Electronics in the UK

Learn about how Electronic Engineers in the UK created world-changing technologies.

The UK has a long heritage of technological innovation and a world-class Electronics sector. We asked our good friend Matthew, who is studying Electronic Engineering at the University of Southampton, his top innovations. Here’s what he said:


Many nations helped develop Radar, but a team of UK engineers created a device called a Cavity Magnetron, which made it smaller, more efficient and more effective. Its ability to detect enemy aircraft made it critical to the success of the Battle of Britain and, ultimately, the Second World War.

It has become a fundamental way we investigate the world around us, measuring celestial bodies in space, the weather in the sky and the contents of the earth and the oceans. It gives us greater understanding of what is going on and can help predict what is going to happen.

Radar makes a ripple in the electromagnetic field and listens for the ripples that are reflected off of objects around it; it times those ripples, where they come from and how they have changed. Using this, radar can calculate information about objects, such as their position, size and what they are made of.

Programmable Computers

The first programmable digital electronic computer was called Colossus. It was developed by British code breakers between 1943 and 1945 in order to crack the encryption used on German messages in the Second World War. Its use led to the Allied victory but also led the technological revolution that has made our world today.

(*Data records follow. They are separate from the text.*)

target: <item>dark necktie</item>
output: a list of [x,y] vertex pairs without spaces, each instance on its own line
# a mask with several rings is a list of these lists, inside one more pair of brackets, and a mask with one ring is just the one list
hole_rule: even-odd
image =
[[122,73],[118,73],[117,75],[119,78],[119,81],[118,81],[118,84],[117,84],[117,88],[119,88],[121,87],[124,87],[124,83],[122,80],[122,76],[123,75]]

The mathematics that powers today’s technology is bigger, faster and more complex than any human could do by hand. By making computers do maths for us, we can create more and more complicated devices.

Computers have a small list of simple things they are built being able to do. It is the challenge of a programmer to figure out how to combine the simpler functions together in order to make the computer able to do more and more complex things.


In 1979 Scottish researchers showed that TFTs could be used to control an LCD screen. The LCD screen was cheaper, smaller and more efficient than other technologies of the time, making it great for displaying information.

Being able to read and present data is important. LCD screens increased the prevalence and complexity of electronic systems: personal computers, portable digital devices, digital telemetry, etc. This technology was vital in making information truly accessible.

A TFT is a thin-film transistor. A transistor is a switch that uses an electrical input to determine whether it allows electrical power through. This can be used to control power to different parts of a screen, turning parts on or off to make pictures. A TFT can be made on a transparent surface, like glass, by layering different materials on top of each other in a specific pattern. This makes them perfect for controlling LCD screens without obscuring the image.

The World Wide Web

In 1989 British scientist Tim Berners-Lee was working at CERN, home of the Large Hadron Collider. Scientists across the world were struggling to share knowledge and information with each other, slowing all research and innovation. It was this need that lead Professor Berners-Lee to create the Hypertext Transfer Protocol (HTTP), foundation for the World Wide Web. This allowed humans across the world to communicate and has accelerated the process of human understanding, leading to what many would describe as a new age of human civilisation.

Hypertext is a road connecting two pieces of information. HTTP is how computers tell each other which Hypertext to follow in order to get from one piece of information to another. It is the roadway that links the information cities of the internet together.